24. It should be noted that our cap does not cover dependants for this main work route. Dependants run at around 70 per cent of main applicant grants, and there were 26,000 entry grants for work permit dependants in 2019.[18]
25. Intra Company Transfers (ICTs) for senior staff of international companies are not capped. Nor are work permits linked to so-called Unrestricted Certificates of Sponsorship, which are issued to a number of applicants going into Shortage Occupations / NHS roles / PhD-level roles. The numbers are as follows:
26. The revised cap, of 45,000, brings the annual Tier 2 inflow (not including dependants) to over 90,000, up from more than 60,000 now. The cap has been increased to take account of the previous flow of highly-skilled EU workers.
27. Even before the Covid-19 crisis struck, the government’s immigration plan posed risks to the domestic workforce. But the new circumstances make action on retaining suitable safeguards even more important. Data obtained through FOI applications[22] has shown that, from the outset, the government has been planning for up to 500,000, pandemic-induced, redundancies. This makes it even more imperative that the cap on work permits is retained.

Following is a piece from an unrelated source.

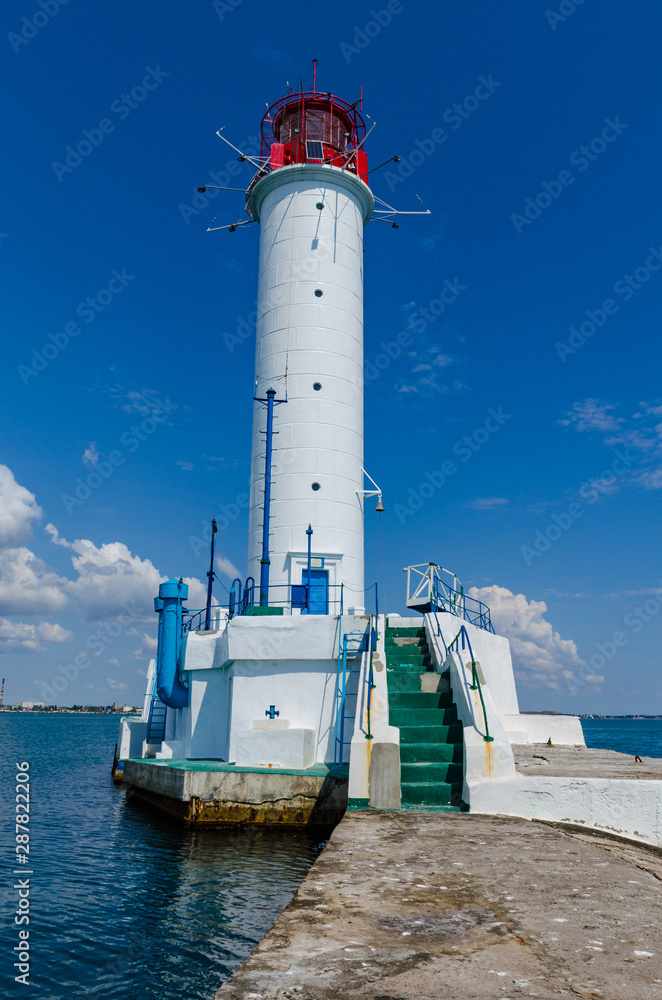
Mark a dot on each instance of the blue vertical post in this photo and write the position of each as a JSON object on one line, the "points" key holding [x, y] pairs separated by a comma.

28. Without a cap on work permits, a very bad situation will be made even worse. As unemployment increases sharply, with the prospect of further ‘lockdowns’ and more risks to jobs, the introduction of an uncapped global work permit policy is, at best, reckless. It makes no sense to all but encourage a rapid rise in global competition for UK work from poorer and much larger countries. This, at a time when UK workers need every suitable job opportunity that is available. A cap of 45,000 would be both prudent and would also ensure access to the skills that business requires.